Two straight months of 0.4 percent gains in spending bolstered confidence that the country is not slipping back into a recession, fears that had been fueled by flat readings on spending in both April and June.
With incomes up slightly more than spending, the personal savings rate edged up to 5.8 percent of after-tax incomes in August. It was 5.7 percent in July. Both are much higher than the 2.1 percent average for the savings rate in 2007, before the recession began.
A key gauge of inflation tied to consumer spending showed prices rose a slight 0.2 percent in August. Excluding food and energy, prices were up 0.1 percent. This price gauge is up just 1.4 percent excluding food and energy over the past year, indicating that the weak economy has essentially banished inflation as a threat at the moment.
The rise in consumer spending in August was led by gains in routine household purchases, such as food and clothing. Spending on big-ticket items, such as autos, fell in August. Spending on services, a broad category that includes everything from haircuts to apartment rents, edged up slightly.
The manufacturing sector kept growing last month, but at the slowest rate since November. The Institute for Supply Management said its manufacturing index read 54.4 in September. A reading above 50 indicates growth.

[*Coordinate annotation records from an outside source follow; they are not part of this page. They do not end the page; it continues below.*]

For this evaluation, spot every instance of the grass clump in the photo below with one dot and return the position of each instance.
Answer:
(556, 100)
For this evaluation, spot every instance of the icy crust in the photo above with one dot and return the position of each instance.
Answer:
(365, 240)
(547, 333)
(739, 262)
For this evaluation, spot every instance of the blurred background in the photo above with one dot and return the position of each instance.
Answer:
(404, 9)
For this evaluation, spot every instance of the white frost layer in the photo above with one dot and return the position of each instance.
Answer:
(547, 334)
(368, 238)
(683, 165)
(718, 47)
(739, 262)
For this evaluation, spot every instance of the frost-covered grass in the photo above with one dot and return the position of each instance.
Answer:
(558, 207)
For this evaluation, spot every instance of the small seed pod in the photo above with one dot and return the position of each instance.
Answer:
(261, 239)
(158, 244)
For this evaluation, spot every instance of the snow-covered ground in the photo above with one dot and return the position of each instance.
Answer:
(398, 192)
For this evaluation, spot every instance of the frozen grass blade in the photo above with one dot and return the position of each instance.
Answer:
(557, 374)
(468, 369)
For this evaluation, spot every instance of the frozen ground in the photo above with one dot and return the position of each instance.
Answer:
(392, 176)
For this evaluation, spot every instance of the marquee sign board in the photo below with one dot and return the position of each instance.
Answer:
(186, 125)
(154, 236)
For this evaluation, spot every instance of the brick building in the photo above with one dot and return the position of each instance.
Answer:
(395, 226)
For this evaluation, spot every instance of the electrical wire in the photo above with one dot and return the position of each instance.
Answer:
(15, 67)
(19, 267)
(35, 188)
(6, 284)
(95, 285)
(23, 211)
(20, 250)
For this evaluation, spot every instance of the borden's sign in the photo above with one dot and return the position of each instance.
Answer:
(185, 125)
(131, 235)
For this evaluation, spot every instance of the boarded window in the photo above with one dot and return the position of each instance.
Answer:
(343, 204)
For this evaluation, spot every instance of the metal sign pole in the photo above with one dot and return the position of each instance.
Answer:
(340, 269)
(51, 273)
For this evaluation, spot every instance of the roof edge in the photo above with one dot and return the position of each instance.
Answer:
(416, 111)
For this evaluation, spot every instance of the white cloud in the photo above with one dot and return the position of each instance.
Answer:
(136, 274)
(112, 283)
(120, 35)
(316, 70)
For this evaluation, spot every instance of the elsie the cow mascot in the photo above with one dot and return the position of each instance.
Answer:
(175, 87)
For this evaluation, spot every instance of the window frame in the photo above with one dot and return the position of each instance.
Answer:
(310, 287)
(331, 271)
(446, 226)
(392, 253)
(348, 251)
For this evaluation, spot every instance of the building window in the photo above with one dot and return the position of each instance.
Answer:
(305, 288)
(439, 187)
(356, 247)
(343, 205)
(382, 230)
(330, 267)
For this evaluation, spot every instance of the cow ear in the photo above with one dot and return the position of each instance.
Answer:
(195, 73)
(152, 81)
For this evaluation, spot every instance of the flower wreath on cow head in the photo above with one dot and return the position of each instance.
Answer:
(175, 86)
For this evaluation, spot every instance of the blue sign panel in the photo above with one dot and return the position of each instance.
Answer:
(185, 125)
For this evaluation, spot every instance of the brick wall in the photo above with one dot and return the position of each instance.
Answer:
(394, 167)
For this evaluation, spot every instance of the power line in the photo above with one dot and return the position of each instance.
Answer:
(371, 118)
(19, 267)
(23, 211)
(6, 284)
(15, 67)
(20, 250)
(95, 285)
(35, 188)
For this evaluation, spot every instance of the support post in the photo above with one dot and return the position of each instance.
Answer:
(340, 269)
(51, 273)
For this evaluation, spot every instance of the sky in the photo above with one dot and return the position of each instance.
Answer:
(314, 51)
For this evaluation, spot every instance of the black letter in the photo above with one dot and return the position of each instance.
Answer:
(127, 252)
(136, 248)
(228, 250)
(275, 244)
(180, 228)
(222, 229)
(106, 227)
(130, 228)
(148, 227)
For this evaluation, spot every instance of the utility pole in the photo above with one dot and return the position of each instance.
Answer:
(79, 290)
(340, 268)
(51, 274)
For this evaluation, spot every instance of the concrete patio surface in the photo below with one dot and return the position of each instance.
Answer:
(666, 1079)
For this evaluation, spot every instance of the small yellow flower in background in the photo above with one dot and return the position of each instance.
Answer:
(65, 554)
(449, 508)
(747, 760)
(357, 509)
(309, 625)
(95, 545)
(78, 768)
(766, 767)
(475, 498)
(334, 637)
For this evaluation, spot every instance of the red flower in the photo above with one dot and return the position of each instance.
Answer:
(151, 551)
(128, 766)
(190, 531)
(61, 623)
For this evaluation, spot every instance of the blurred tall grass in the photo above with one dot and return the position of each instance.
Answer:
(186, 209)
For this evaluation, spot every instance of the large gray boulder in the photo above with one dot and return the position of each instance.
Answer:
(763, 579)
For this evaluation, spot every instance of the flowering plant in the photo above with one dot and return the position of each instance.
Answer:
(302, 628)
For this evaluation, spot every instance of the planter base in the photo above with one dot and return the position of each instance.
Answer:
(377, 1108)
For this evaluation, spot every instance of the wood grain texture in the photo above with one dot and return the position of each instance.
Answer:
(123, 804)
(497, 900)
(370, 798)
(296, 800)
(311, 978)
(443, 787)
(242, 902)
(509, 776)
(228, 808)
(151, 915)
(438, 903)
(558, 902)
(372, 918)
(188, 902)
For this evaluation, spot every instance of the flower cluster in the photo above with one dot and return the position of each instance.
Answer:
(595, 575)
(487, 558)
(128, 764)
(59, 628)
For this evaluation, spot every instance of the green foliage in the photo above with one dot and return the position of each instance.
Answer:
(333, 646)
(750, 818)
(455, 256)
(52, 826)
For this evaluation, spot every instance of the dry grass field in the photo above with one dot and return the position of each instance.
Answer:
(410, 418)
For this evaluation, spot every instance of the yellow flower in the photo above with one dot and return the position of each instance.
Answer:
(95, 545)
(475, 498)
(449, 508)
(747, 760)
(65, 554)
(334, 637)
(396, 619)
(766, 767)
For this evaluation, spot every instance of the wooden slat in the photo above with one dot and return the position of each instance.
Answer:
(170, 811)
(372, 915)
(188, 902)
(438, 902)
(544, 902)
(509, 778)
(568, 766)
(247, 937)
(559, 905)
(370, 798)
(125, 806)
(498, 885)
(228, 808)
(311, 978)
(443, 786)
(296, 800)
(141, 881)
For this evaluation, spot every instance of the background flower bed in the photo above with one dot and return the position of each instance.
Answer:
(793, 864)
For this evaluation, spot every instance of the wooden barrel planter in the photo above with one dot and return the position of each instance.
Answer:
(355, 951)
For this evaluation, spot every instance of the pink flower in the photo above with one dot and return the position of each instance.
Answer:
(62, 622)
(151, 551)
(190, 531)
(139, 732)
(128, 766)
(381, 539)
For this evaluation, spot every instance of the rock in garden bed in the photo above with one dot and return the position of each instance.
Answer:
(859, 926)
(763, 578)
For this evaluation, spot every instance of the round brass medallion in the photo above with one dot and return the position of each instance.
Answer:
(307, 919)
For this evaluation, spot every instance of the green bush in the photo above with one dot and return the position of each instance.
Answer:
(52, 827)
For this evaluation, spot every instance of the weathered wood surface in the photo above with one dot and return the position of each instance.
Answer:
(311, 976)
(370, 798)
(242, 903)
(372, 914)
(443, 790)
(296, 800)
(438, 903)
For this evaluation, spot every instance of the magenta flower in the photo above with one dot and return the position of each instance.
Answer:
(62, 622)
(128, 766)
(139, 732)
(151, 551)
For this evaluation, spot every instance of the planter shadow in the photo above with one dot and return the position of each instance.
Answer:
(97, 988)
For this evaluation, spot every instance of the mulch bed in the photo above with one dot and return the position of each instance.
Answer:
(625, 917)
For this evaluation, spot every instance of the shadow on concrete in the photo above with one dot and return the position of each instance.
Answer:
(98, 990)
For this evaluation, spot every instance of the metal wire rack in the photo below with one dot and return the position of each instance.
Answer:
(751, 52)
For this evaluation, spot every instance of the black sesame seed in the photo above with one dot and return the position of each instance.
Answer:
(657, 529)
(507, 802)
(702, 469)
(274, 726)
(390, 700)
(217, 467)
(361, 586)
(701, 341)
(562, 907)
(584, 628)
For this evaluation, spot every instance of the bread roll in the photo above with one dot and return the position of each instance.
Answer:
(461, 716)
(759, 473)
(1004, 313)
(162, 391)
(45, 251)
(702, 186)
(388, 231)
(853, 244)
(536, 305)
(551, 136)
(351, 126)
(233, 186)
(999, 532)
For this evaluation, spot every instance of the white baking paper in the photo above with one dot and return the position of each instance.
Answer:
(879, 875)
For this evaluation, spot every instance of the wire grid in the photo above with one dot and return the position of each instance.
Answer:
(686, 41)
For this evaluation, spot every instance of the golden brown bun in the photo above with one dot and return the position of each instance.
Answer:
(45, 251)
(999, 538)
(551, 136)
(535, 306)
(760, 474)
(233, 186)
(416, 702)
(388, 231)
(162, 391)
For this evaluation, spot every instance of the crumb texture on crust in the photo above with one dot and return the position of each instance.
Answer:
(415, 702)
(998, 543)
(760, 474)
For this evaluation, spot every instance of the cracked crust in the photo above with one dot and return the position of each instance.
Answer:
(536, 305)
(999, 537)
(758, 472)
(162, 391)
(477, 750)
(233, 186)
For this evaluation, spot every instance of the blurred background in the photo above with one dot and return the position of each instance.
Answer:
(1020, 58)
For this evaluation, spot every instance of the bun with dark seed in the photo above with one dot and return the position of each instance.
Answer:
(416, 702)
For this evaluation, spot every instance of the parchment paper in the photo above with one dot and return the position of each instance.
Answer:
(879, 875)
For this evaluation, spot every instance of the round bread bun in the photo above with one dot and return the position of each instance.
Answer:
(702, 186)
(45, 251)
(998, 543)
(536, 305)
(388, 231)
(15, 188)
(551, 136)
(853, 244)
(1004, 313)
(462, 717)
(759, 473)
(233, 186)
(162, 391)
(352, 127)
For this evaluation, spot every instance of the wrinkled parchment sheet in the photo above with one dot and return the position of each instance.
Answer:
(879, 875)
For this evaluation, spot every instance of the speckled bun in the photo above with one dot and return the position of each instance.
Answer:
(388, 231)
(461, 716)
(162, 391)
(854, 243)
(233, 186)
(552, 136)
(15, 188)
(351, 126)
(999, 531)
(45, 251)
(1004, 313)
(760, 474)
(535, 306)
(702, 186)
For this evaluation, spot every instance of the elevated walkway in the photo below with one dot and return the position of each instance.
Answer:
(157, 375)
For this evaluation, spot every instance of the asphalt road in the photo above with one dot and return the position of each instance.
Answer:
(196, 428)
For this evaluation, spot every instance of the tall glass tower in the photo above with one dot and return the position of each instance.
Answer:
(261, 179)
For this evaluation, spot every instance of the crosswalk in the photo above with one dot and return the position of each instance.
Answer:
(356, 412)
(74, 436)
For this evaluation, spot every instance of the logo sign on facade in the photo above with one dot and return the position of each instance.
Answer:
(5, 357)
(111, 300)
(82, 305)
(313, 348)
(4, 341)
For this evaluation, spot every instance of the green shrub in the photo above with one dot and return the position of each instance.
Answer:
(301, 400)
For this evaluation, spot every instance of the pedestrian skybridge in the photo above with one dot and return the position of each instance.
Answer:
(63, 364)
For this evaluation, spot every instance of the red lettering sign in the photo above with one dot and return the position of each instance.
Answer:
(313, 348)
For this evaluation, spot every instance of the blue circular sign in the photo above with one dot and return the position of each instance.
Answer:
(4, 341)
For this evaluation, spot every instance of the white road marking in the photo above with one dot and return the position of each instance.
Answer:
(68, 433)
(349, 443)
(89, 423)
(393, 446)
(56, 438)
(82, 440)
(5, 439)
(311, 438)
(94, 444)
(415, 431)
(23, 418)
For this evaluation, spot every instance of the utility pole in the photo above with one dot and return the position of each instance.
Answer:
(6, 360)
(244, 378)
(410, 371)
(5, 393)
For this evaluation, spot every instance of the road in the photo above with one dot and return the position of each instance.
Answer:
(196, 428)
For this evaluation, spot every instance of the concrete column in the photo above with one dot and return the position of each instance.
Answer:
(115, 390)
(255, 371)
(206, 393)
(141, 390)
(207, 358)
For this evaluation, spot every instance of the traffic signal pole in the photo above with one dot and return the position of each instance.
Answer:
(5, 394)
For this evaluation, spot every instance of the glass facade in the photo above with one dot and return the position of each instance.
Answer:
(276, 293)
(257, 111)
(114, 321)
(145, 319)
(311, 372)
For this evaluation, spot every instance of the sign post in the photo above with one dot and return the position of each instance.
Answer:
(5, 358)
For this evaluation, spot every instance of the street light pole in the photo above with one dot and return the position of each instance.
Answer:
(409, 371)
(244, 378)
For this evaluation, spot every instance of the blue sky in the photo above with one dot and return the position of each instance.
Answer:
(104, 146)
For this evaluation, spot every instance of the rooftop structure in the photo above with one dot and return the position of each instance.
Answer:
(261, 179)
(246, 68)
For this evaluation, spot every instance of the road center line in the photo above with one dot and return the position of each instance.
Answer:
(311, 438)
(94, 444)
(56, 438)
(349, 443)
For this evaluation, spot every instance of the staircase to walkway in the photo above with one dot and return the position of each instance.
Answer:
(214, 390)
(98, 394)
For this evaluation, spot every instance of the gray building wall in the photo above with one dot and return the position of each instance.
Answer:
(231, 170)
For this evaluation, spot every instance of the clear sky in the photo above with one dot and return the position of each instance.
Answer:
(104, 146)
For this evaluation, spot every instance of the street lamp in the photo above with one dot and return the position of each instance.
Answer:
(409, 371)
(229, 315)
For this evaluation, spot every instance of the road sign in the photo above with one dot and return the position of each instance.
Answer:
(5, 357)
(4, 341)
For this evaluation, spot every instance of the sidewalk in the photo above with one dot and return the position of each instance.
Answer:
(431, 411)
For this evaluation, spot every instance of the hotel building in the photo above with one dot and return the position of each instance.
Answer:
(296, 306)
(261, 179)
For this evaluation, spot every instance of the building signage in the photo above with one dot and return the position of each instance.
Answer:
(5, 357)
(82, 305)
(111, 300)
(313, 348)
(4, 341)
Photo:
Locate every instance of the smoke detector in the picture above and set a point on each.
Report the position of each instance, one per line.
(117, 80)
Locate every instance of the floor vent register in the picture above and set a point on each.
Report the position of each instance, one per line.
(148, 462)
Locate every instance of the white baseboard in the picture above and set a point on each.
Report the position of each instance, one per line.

American manufacturers have benefited from rising overseas demand which has offset to some extent the weak growth in U.S. consumer spending. A separate report Friday showed that the growth in Chinese manufacturing picked up in September after the Chinese economy had cooled a bit in the spring.
Construction spending rose 0.4 percent in August, but private construction fell for a fourth consecutive month. The 0.9 percent decline left private-sector building at an annual rate of $498.2 billion, the slowest pace since January 1998.
Government spending rose 2.5 percent to an annual rate of $313.6 billion. It was led by a 2.7 percent rise in spending on state and local building projects and a 0.7 percent increase in federal building projects.
Government construction has received a boost from the billions of dollars included in the original $787 billion economic stimulus program, which President Barack Obama proposed and Congress passed in February 2009 to help jump-start economic activity.